12. Экспрессия и очистка ТП из клеток яичника китайского хомячка (СНО)12. Expression and purification of TP from Chinese hamster ovary cells (CHO)
Использованные векторы экспрессии для трансфекции СНО клеток обозначены: pSVIS.ID.LL.MLORF (полная длина или ТП332), и p3V15.ID.LL.MLEPO-D (усеченный или ТП153). Имеющие отношения к делу особенности этих плазмид представлены на фиг.23 и 24.Used expression vectors for transfection of CHO cells are designated: pSVIS.ID.LL.MLORF (full length or TP 332 ), and p3V15.ID.LL.MLEPO-D (truncated or TP 153 ). Relevant features of these plasmids are presented in FIGS. 23 and 24.

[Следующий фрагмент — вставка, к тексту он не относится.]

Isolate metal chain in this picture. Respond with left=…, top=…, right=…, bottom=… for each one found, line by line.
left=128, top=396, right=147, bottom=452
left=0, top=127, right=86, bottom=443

Процедуры трансфекции описаны в Примере 20. В кратком виде, кДНК, соответствующая полной открытой рамке считывания ТП, получена путем РПЦ. Продукт РПЦ очищали и клонировали между двумя сайтами рестрикции (Clal и Sall) плазмид p3V15.ID.LL. для получения вектора pSV15.ID.LL.MLORF. Вторую конструкцию, соответствующую гомологичному домену ЭП, получили тем же путем, но используя другой обратный праймер (EPOD.Sal). Конечную конструкцию для вектора, кодирующего гомологичный домен ЭП у ТП назвали pSV15.ID.LL.MLEPO-D.Transfection procedures are described in Example 20. In short, the cDNA corresponding to the full open reading frame of TP was obtained by ROC. The ROC product was purified and cloned between two restriction sites (Clal and Sall) of plasmids p3V15.ID.LL. to obtain the vector pSV15.ID.LL.MLORF. The second construct, corresponding to the homologous domain of EP, was obtained in the same way, but using a different reverse primer (EPOD.Sal). The final construct for the vector encoding the homologous domain of EP in TP was named pSV15.ID.LL.MLEPO-D.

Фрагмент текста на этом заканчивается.